Zudem könnten Kunden ganz von einem Einkauf im Internet absehen, wenn sich der Kaufprozess aufgrund der Vorgaben komplizierter gestaltet. Die Einbeziehung eines zweiten Kanals führt zwangsläufig zu einer komplexeren Gestaltung des Zahlungsprozesses.

Sollte die starke Kundenauthentifizierung verpflichtend werden, sollen zwar Ausnahmen für bestimmte Fälle gestattet werden. Der HDE befürchtet aber dadurch eine Marktverschiebung zugunsten der Ausnahmetatbestände. Anbieter könnten dies ausnutzen und höhere Entgelte fordern.

Drohende Marktverschiebungen durch Ausnahmetatbestände

Insbesondere folgende Ausnahmen werden kritisch gesehen:

1. Zahlungsausgänge zugunsten vertrauenswürdiger Begünstigter, die auf für diesen Kunden im Voraus erstellten weißen Listen verzeichnet sind:

Es ist zu erwarten, dass mit dieser Ausnahmeregelung führende Anbieter bevorteilt werden. Kunden werden tendenziell dort bevorzugt einkaufen, wo sie einen leichten Checkout-Prozess durchlaufen. Haben sie einmal einen Zahlungsempfänger als vertrauenswürdig eingestuft, kann dieser ihnen einen leichten Zahlungsprozess ermöglichen. Kleine Anbieter und Händler sind hier voraussichtlich benachteiligt.

2. Transfers innerhalb desselben Zahlungsdienstleisters, die durch eine Transaktionsrisikoanalyse gerechtfertigt werden:

Mit dieser Ausnahme werden solche Zahlungsplattformen bevorzugt, die im Internet bereits eine weitreichende Akzeptanz erreicht haben. Kunden können hier weiterhin mit den bereits bekannten (einfachen) Authentifizierungsformen zahlen und werden diese Zahlart tendenziell noch stärker nachfragen. Für Online-Händler wird dies einen zusätzlichen Druck aufbauen, solche Zahlungsplattformen zu akzeptieren.

Die beschriebenen Ausnahmetatbestände sorgen nach Ansicht des HDE für Marktverschiebungen.

- Einerseits werden große Online-Anbieter und Handelsplattformen begüns tigt, die der Kunde in eine sogenannte Whitelist anlegen kann. Dies wird er für kleine Online-Händler eher nicht nutzen. Mittelständische Händler sind daher benachteiligt.

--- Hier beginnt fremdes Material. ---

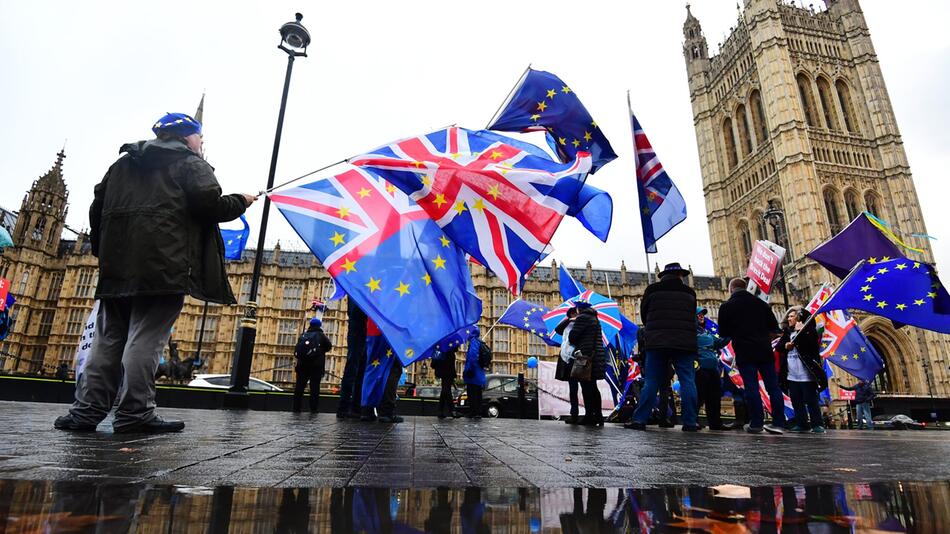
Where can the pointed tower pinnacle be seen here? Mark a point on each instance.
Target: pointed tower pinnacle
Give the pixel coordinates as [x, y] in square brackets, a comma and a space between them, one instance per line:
[199, 113]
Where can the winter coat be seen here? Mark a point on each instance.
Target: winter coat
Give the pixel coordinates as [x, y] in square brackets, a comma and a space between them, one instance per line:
[807, 342]
[668, 310]
[154, 225]
[586, 337]
[563, 370]
[707, 348]
[307, 358]
[473, 373]
[444, 365]
[749, 323]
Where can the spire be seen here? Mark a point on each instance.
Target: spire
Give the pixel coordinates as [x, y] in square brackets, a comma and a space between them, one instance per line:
[199, 113]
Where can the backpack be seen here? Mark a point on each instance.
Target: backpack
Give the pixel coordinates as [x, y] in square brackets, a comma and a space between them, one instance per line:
[484, 355]
[308, 348]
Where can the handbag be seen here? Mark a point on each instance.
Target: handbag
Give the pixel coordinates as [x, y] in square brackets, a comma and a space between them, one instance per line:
[581, 368]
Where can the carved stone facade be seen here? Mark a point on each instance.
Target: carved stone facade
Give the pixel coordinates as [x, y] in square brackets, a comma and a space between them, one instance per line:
[793, 113]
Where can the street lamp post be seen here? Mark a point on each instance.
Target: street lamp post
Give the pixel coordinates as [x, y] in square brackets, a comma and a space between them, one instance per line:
[294, 39]
[774, 216]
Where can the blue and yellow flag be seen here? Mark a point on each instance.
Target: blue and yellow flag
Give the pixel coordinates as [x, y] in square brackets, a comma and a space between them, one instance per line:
[902, 290]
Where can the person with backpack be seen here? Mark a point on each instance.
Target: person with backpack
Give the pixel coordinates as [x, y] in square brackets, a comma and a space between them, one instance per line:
[311, 354]
[477, 359]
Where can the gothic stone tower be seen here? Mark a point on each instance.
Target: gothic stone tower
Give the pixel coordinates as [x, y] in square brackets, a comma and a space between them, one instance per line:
[793, 113]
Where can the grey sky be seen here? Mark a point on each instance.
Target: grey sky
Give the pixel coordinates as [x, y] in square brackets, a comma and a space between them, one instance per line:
[378, 71]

- Andererseits können Zahlungsplattformen ihre Marktbedeutung ausbauen, da sie weiterhin eine einfache Authentifizierung ermöglichen können. Dies führt voraussichtlich zu weiteren Konzentrationsprozessen bei Online-Zahlungssystemen.

Immerhin: im Rahmen der Befassung mit der Thematik konnte die Klarstellung erreicht werden, dass das in Deutschland gebräuchliche Lastschriftverfahren im Internet (ohne Unterschrift und elektronische Autorisierung) von den Anforderungen der MaSi/SecurePay unberührt bleibt und somit eine starke Authentifizierung beim Lastschriftverfahren im Internet nicht erforderlich ist.

Lastschrift bleibt unberührt

Die Bundesbank hat in einem Schreiben an den HDE klargestellt, dass "die in Deutschland übliche Erteilung von Einzugsermächtigungen (vom Zahlungspflichtigen gegenüber dem Zahlungsempfänger) durch das BaFin-Rundschreiben nicht erfasst ist. Das Rundschreiben richtet sich an durch Zahlungsdienstleister erbrachte Zahlungsdienste und setzt somit deren Einschaltung bei der Erteilung beziehungsweise Änderung (wie bei den E-Mandaten gemäß Sepa-Rahmenwerk) voraus."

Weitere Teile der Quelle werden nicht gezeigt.